MSstatsResponse provides statistical tools for detecting drug-protein interactions and estimating IC50 values from dose-response mass spectrometry-based proteomics experiments. The package implements isotonic regression models to detect monotonic dose-response relationships and provides robust statistical inference through F-tests and bootstrap confidence intervals.
MSstatsResponse is designed to work seamlessly with summarized data from MSstats and MSstatsTMT workflows, but can also process other dose-response proteomics datasets that include protein-level quantifications across drug treatments.
The package employs isotonic regression, a non-parametric method that fits monotonic functions without assuming a specific functional form. This approach is particularly suitable for dose-response data where monotonicity (increasing or decreasing trend) is expected.
MSstatsResponse implements a three-step statistical analysis pipeline:
MSstatsPrepareDoseResponseFit() - Convert input data to standardized formatdoseResponseFit() - Detect drug-protein interactions using isotonic regression and F-testspredictIC50() - Estimate IC50 values with bootstrap confidence intervalsfutureExperimentSimulation - Simulate dose-response experiments to determine optimal study designs and predict true-positive and false-positive rates# Install from Bioconductor
if (!requireNamespace("BiocManager", quietly = TRUE))
install.packages("BiocManager")
BiocManager::install("MSstatsResponse")
library(MSstatsResponse)
library(dplyr)
library(tidyverse)
library(ggplot2)
library(data.table)
# Optional: for upstream data processing
# library(MSstats)
# library(MSstatsTMT)
If analyzing a mass spectrometry-based proteomics dataset, data should be preprocessed using the standard MSstats workflow for cleaning, normalization, and protein summarization prior to analysis with MSstatsResponse.
When using MSstats, data can be converted with one of the available converter functions (e.g., SpectronauttoMSstatsFormat()) and subsequently processed with dataProcess().
For MSstatsTMT, converter functions (e.g., MaxQtoMSstatsTMTFormat()) may be used, followed by proteinSummarization() for data processing.
Please refer to the MSstats and MSstatsTMT Bioconductor vignettes for a comprehensive list of supported converters and detailed preprocessing recommendations.
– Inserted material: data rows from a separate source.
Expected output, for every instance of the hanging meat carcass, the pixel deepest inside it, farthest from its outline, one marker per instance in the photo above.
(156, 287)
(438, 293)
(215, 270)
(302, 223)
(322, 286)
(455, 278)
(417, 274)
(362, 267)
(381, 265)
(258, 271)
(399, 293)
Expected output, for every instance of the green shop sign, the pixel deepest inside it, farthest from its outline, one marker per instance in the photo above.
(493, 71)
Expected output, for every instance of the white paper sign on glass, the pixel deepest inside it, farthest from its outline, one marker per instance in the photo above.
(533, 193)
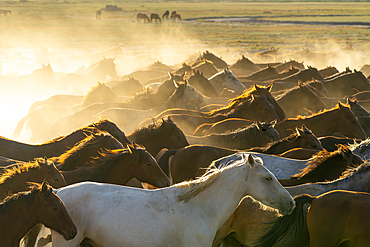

# Read raw data (example with Spectronaut output)
raw_data <- read_tsv("path/to/spectronaut_report.tsv")
# Convert to MSstats format
msstats_data <- SpectronauttoMSstatsFormat(raw_data)
# Process data: normalization and protein summarization
processed_data <- dataProcess(
msstats_data,
normalization = "equalizeMedians", # or FALSE for no normalization
summaryMethod = "TMP", # Tukey's median polish
MBimpute = TRUE, # Impute missing values
maxQuantileforCensored = 0.999
)
# Extract protein-level data for dose-response analysis
protein_level_data <- processed_data$ProteinLevelData
For this vignette, we’ll use pre-processed data prepared following the steps described above. For more information on preprocessing mass spectrometry–based proteomics experiments, see the vignettes for MSstats and/or MSstatsTMT.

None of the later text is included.